The Food and Drug Administration approved the first genetically modified treatment to cure a rare inherited disease.
This therapy is called Luxturna, a modified virus that transmits a health gene into the eyes of people born with retinal dystrophy, a condition that destroys cells in the retina that is needed for healthy eyesight, NPR reports.
In tests conducted, patients who received the gene therapy often produced dramatic results, restoring their vision enough to see things they never could before, like the stars, the moon, fireworks and even their parents’ faces.

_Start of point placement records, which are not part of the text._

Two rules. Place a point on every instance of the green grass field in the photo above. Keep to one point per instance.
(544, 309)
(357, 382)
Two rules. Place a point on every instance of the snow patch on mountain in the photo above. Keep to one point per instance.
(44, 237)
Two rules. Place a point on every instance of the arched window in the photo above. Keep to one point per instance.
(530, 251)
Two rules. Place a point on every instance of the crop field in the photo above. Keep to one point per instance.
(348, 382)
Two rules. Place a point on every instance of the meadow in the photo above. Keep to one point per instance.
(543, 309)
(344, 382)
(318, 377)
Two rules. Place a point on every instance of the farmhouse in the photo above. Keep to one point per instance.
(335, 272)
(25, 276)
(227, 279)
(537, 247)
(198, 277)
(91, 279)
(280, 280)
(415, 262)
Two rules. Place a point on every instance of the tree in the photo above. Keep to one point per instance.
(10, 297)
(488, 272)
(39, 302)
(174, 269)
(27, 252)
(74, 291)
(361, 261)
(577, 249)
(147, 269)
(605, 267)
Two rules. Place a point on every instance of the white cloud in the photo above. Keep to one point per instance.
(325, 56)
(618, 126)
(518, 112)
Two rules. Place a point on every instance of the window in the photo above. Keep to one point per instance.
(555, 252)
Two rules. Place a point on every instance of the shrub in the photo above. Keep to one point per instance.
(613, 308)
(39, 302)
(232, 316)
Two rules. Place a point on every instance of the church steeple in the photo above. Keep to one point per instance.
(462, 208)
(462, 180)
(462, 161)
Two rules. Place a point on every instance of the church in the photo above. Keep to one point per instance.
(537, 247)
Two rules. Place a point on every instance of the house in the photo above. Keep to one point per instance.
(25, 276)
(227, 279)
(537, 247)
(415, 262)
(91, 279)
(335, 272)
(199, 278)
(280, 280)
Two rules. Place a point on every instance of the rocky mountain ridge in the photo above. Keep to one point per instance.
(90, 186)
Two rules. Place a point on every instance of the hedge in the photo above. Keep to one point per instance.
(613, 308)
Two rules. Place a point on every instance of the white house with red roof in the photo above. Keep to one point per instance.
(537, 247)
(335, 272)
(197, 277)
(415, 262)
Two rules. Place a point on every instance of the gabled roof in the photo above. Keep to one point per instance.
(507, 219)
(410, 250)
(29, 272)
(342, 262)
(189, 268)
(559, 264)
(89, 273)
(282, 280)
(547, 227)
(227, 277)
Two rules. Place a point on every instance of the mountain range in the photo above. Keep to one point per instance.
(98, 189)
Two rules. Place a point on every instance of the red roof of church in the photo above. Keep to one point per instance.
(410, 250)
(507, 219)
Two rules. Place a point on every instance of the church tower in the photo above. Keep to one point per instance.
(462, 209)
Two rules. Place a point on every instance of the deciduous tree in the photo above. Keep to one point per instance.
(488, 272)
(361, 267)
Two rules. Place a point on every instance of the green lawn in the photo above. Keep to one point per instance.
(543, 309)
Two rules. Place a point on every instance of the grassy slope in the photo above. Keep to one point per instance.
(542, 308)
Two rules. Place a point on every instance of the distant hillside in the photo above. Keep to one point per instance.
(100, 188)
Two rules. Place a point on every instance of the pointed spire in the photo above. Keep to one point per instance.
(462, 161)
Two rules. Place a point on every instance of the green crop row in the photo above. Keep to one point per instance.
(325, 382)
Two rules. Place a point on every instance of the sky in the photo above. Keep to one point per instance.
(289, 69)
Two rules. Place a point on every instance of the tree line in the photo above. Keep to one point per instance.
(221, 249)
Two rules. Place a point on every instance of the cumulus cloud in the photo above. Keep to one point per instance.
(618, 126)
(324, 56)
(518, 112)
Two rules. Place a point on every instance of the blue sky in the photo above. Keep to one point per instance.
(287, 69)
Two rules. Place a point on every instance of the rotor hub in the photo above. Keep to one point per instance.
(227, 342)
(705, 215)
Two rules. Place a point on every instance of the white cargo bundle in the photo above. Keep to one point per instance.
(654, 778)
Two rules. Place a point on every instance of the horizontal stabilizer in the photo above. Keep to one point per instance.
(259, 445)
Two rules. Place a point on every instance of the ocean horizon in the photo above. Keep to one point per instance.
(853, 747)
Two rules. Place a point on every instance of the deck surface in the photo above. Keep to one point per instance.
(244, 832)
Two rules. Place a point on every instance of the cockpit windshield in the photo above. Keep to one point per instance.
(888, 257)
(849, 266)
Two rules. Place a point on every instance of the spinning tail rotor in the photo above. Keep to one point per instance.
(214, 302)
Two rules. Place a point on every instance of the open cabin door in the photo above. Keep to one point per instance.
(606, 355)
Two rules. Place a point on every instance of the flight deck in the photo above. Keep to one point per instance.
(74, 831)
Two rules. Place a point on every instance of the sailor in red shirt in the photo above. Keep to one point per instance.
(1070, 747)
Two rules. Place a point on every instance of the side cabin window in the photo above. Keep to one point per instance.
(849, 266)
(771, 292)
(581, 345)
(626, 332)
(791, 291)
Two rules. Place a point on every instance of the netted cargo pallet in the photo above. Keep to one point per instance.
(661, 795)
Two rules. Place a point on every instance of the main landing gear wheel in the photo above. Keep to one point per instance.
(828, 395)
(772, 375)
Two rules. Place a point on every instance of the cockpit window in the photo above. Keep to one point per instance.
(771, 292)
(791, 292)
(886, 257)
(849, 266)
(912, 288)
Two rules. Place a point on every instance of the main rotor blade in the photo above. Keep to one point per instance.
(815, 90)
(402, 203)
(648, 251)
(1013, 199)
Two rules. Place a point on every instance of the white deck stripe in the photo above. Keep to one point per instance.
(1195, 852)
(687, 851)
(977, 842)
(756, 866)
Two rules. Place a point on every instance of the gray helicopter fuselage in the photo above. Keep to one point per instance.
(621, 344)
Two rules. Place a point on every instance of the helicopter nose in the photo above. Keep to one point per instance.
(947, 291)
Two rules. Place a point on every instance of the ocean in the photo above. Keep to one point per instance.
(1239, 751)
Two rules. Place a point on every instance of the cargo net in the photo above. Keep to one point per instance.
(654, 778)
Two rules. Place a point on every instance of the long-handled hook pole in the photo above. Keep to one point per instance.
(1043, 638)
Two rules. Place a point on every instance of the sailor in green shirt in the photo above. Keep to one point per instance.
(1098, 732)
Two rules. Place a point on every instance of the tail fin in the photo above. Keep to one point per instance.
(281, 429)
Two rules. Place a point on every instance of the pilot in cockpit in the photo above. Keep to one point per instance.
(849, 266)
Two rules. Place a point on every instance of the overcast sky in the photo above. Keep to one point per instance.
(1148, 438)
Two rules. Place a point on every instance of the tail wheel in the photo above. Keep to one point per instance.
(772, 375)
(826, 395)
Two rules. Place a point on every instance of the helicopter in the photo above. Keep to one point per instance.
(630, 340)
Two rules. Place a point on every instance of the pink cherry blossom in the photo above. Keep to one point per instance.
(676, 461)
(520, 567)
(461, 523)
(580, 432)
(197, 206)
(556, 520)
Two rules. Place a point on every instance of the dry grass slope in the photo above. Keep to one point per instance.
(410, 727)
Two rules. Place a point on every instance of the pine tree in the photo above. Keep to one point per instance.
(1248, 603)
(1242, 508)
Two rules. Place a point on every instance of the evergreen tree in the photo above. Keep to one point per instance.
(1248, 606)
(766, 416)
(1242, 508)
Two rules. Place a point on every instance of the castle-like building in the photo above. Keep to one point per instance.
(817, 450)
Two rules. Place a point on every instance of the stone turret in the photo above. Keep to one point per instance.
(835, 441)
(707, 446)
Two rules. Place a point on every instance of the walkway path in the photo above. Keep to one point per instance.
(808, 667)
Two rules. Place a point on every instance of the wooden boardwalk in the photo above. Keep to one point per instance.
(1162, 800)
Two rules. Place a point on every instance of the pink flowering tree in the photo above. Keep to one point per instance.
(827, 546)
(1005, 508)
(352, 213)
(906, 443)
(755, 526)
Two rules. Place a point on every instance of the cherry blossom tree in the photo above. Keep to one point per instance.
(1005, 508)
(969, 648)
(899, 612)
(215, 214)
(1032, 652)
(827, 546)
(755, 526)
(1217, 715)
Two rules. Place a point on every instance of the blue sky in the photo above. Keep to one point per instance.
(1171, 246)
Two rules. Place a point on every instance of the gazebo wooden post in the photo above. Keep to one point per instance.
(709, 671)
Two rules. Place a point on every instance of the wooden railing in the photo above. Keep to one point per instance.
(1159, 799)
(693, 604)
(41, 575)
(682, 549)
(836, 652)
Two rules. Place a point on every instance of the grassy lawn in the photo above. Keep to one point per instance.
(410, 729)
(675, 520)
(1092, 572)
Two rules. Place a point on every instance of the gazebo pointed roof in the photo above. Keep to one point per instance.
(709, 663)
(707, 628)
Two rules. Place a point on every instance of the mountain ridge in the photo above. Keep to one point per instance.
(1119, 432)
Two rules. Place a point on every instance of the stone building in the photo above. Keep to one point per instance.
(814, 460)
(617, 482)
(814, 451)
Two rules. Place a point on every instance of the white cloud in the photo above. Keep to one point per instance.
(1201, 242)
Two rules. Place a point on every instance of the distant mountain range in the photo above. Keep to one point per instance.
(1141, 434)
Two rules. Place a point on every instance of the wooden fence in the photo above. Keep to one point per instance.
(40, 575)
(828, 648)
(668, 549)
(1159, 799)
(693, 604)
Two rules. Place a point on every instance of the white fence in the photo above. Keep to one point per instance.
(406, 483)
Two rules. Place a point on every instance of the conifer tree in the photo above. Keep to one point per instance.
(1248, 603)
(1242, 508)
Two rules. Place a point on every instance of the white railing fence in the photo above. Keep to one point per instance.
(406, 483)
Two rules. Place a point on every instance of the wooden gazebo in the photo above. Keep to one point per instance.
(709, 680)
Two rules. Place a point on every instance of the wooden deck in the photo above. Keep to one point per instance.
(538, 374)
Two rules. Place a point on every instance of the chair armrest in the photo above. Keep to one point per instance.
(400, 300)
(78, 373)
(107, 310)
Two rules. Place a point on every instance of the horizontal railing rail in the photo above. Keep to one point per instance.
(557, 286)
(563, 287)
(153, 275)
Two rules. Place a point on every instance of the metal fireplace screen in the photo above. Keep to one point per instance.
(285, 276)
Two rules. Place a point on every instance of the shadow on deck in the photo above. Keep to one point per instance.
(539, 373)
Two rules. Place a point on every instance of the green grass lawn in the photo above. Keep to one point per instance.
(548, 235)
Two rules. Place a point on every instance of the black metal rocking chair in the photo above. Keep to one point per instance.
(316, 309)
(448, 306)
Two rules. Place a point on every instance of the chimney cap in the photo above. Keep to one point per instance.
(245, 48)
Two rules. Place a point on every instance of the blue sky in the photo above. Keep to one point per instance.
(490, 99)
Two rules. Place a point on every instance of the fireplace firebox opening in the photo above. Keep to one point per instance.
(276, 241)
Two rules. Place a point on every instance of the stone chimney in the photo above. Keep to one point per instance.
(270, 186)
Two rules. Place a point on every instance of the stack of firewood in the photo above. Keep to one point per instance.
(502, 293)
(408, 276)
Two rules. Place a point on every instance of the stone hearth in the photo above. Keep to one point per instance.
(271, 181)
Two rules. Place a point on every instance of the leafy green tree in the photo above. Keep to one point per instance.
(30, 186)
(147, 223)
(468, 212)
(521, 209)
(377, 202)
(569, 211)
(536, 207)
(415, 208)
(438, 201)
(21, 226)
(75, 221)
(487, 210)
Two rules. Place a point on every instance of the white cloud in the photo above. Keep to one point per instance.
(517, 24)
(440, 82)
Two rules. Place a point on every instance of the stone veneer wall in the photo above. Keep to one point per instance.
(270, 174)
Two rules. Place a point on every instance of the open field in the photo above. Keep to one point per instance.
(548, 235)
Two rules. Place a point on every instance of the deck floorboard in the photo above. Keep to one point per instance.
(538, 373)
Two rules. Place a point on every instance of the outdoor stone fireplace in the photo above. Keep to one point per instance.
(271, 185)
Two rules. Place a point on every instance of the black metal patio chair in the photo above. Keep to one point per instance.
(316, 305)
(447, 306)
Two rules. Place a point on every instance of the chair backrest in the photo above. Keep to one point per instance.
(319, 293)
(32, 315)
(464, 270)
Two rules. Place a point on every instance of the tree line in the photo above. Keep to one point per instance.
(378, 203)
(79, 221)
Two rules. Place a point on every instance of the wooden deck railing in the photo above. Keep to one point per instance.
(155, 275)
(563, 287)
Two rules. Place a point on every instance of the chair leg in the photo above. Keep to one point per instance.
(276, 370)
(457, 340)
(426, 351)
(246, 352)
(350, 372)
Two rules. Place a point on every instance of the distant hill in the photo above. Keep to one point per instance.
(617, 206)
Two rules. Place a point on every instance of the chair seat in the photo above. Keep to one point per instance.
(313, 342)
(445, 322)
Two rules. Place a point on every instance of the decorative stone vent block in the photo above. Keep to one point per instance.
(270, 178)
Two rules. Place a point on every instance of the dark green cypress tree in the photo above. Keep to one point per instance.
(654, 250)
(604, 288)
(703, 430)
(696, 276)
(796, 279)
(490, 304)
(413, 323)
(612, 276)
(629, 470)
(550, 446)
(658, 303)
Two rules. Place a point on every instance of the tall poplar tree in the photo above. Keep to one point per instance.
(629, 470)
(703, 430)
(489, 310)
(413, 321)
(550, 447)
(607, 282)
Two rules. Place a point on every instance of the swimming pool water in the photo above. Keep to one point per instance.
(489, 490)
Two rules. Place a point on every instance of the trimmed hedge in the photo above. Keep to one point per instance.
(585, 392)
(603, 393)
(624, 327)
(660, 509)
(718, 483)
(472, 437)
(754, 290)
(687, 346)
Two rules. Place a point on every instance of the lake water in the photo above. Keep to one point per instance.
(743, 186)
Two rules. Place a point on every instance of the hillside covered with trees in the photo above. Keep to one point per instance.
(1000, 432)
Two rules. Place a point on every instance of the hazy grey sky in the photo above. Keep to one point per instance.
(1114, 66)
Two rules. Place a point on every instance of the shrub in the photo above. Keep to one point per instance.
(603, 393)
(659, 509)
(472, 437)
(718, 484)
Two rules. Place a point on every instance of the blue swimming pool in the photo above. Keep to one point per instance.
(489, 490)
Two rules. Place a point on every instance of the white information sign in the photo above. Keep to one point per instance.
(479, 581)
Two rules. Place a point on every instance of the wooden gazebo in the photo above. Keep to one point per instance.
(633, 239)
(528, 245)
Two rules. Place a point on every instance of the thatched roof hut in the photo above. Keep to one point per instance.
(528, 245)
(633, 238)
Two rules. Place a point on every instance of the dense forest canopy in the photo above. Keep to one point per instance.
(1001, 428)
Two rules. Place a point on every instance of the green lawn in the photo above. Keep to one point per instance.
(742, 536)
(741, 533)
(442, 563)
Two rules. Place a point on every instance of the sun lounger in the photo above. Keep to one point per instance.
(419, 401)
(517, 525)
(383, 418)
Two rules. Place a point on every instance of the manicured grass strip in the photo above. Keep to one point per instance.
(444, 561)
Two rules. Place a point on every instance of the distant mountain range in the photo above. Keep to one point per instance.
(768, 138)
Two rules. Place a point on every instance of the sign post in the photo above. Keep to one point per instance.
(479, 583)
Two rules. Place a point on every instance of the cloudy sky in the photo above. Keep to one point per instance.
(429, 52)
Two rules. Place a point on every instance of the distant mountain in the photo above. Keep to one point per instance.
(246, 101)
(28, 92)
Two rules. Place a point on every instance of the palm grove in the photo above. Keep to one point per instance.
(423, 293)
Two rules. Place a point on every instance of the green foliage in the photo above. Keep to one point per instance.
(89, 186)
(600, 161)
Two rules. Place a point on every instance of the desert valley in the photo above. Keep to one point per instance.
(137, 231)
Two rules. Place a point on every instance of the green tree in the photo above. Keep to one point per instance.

The treatment also allowed patients to do many things they had been unable to do, like read, play sports, ride bicycles, or go outside at night alone.
Scott Gottlieb, FDA Commissioner, said,
Today’s approval marks another first in the field of gene therapy. This milestone reinforces the potential of this breakthrough approach in treating a wide range of challenging diseases.
This approval is the latest development in the fast-paced field of gene therapy, which was stuck in disappointments and failures for years.
In August, the FDA greenlit Kymriah, the first gene therapy product able to treat a specific kind of leukemia. A second genetic treatment called Yescarta was approved for a type of lymphoma in October.
Spark Therapeutics, which manufactures Luxturna, has not disclosed how much it will charge for this treatment. There is an expectation that it will cost as much as $1 million for each patient.
Dr. Peter Bach, director of the Center for Health Policy and Outcomes at the Memorial Sloan Kettering Cancer Center, said, “I think the price tag will be enormous — 20 or 30 times the annual wages of the typical American.” He added, “For rare conditions like this, the question we need to ask ourselves is exactly how much wealth should be transferred from society to the investors in these companies.”
The FDA approved the treatment after unanimous recommendations for it by an advisory committee convened in October.